Cramped İle İlgili Cümleler İngilizce Cümle İçinde Kullanımı
Cramped
Cramped kelimesi “daralmış, sıkışmış” gibi anlamlara gelir. İşte bu kelimeyi kullanarak örnek cümleler:
- My apartment is so cramped that I can hardly move. (Dairesi o kadar dar ki neredeyse hareket edemiyor.)
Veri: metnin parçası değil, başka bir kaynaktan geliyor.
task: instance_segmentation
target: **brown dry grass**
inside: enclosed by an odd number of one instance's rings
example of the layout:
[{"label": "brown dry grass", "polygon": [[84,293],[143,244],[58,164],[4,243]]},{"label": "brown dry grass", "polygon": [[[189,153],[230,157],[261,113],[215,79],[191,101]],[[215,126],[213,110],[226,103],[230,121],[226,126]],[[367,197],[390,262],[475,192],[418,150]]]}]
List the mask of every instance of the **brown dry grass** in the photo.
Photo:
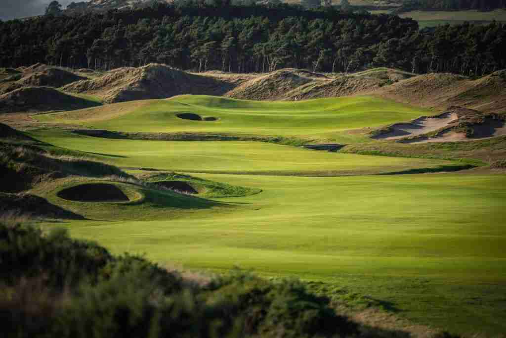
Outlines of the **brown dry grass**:
[{"label": "brown dry grass", "polygon": [[371,94],[423,107],[446,109],[460,106],[484,112],[504,114],[506,70],[476,80],[454,74],[426,74],[383,87]]},{"label": "brown dry grass", "polygon": [[152,63],[139,68],[114,69],[100,78],[78,81],[62,89],[96,95],[110,103],[183,94],[222,95],[235,85],[233,81],[226,81],[223,77],[195,74]]}]

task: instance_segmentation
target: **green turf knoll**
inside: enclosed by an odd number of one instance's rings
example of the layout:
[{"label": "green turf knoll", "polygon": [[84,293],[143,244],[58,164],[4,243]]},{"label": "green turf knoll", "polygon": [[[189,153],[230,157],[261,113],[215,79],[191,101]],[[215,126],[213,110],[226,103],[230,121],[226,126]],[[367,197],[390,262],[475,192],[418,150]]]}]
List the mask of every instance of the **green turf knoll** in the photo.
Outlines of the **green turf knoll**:
[{"label": "green turf knoll", "polygon": [[[177,117],[181,113],[213,117],[218,120],[185,120]],[[169,100],[110,104],[96,109],[38,116],[36,118],[43,122],[123,132],[297,136],[331,135],[433,114],[430,109],[369,96],[266,102],[182,95]]]},{"label": "green turf knoll", "polygon": [[263,192],[220,200],[237,206],[228,209],[68,226],[115,253],[296,275],[391,302],[416,322],[506,331],[506,176],[198,176]]},{"label": "green turf knoll", "polygon": [[110,139],[57,130],[31,135],[71,150],[102,154],[99,158],[120,167],[177,172],[344,175],[454,165],[447,161],[344,154],[258,142]]},{"label": "green turf knoll", "polygon": [[[138,173],[139,173],[139,172]],[[185,182],[198,192],[199,197],[206,198],[241,197],[255,195],[262,192],[261,189],[231,185],[226,183],[215,182],[189,175],[183,175],[176,173],[159,173],[152,175],[148,174],[143,177],[143,180],[158,184],[167,181],[177,180]]]}]

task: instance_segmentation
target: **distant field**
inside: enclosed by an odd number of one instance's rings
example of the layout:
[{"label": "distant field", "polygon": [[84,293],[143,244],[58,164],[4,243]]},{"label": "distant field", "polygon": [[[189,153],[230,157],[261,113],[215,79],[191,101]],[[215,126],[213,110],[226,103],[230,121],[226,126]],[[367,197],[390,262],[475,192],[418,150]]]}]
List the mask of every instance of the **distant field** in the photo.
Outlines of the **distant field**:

- The train was so cramped that I had to stand the whole journey. (Tren o kadar sıkışık ki bütün yolculuğu ayakta geçirmek zorunda kaldım.)
- I hate flying in cramped seats. (Dar koltuklarda uçmayı sevmiyorum.)
- The car was so cramped that my legs went numb. (Araba o kadar daralmıştı ki bacaklarım uyuştu.)
- I can’t work in such a cramped space. (Bu kadar dar bir alanda çalışamam.)
- The shop was so cramped with people that I couldn’t even move. (Mağaza insanlarla o kadar kalabalıktı ki hareket bile edemedim.)
- The party was so cramped that I felt like I was suffocating. (Parti o kadar sıkışıktı ki boğuluyormuş gibi hissettim.)
- I don’t want to stay in this hotel room, it’s too cramped. (Bu otel odasında kalmak istemiyorum, çok dar.)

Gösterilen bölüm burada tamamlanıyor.